Recuerda los colores de las camisetas de los equipos del Campeonato Mundial de Fútbol de 1982. Del Mundial de 1986, tiene la imagen en cámara lenta del gol del futbolista argentino Diego Maradona contra Inglaterra. Pero durante el Mundial de 1994 en los Estados Unidos ya todo era diferente: no podía ver ni siquiera dónde estaba el televisor. Pablo Lecuona fue perdiendo el sentido de la vista a partir de los 2 años de manera progresiva, pero nunca apagó su entusiasmo por vivir, aprender y compartir.
Se convirtió en un activista por los derechos de los ciegos en el mundo y fue uno de los impulsores del tratado de Marrakech que permitió que ahora 34.000 libros estén grabados con voz humana en español y sean de fácil acceso para las personas con diferentes niveles de discapacidad visual. “Nunca me imaginé ser activista de los derechos de las personas ciegas. Fui aprendiendo, a veces a los golpes”, contó Lecuona. Nació en Buenos Aires en 1974 y estudió la carrera de Ciencias de la Comunicación en la Universidad de Buenos Aires. A los 17 años, ya trabajaba como técnico de grabación de libros parlantes en la Biblioteca Argentina para Ciegos. En 1999, con amigos, fundó la primera biblioteca digital para ciegos de habla hispana, que llamaron TifloLibros.
Esa iniciativa se hizo a partir de un intercambio entre los amigos. Escaneaban libros impresos y los compartían. Al estar escaneados, cada uno podía usar el lector de pantalla en la computadora y leerlos. Pero un día se preguntaron por qué no compartir con otras personas y así nació Tiflolibros. Más adelante, se creó Tiflonexos, que es una asociación sin fines de lucro que brinda todo tipo de servicios, desde la impresión de menúes de restoranes en Braille hasta publicaciones y asesoramiento en accesibilidad e inclusión a empresas, gobiernos, embajadas, organismos internacionales, y otras organizaciones civiles.
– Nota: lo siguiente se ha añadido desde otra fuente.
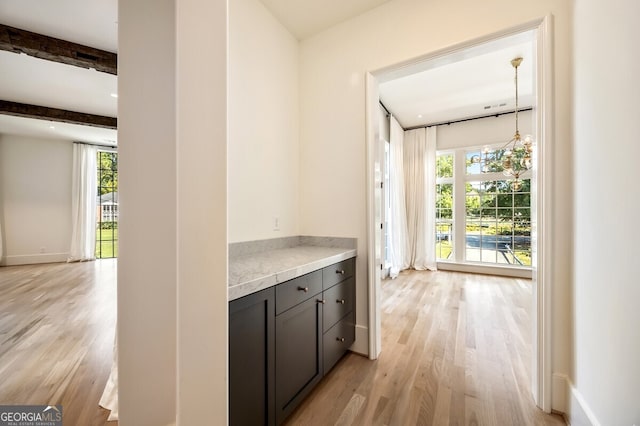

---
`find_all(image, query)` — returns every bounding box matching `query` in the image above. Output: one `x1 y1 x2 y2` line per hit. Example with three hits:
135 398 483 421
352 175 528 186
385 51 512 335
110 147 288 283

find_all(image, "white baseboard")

Cuando Lecuona tenía dos años, un oftalmólogo le dijo el diagnóstico de un problema en la retina a sus padres. Les anticipó que no iba a ver. Les sugirió que como iban a tener un hijo ciego, podían pensar en orientarlo para que fuera músico. Pero los padres no se resignaron a que el hijo pudiera seguir desarrollando su vida con autonomía y de acuerdo a sus propios intereses. Con el apoyo de Yolanda Penerini, de la Asociación Argentina de Profesionales de la Discapacidad Visual, Lecuona fue aprendiendo a adaptarse al cambio.
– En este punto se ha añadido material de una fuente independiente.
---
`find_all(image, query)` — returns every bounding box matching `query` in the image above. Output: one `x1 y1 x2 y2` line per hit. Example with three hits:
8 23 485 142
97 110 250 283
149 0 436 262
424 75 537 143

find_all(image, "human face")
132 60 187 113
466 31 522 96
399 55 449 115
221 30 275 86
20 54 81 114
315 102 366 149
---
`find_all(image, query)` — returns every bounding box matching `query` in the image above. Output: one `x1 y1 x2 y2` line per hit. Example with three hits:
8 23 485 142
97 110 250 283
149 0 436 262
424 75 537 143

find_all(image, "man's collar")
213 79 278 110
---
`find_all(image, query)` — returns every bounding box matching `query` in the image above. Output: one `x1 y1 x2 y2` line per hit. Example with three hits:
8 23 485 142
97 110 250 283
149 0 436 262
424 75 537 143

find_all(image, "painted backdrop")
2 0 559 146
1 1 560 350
Fue a una escuela primaria común y como adolescente ya se movía solo. Se fue como mochilero con sus amigos a la Patagonia. “Mis padres me dieron libertad para crecer. En mi adolescencia fui a la Patagonia y llevé mi bastón. Terminó siendo el bastón de todos porque mis amigos lo usaron para andar sobre las rocas”, recordó.
“En los años noventa, se aceptaba que algunos libros fueran grabados, pero eran muy pocos. Y no todas las personas ciegas podían contar con escáneres para leer los libros en la computadora. Cuando empezamos a charlar con mis amigos, nos dimos cuenta que había un derecho de propiedad intelectual que respetar, pero a la vez se afectaba nuestro derecho a leer, educarnos y a tener mejores oportunidades de empleo porque el acceso a los libros tenía barreras”, detalló.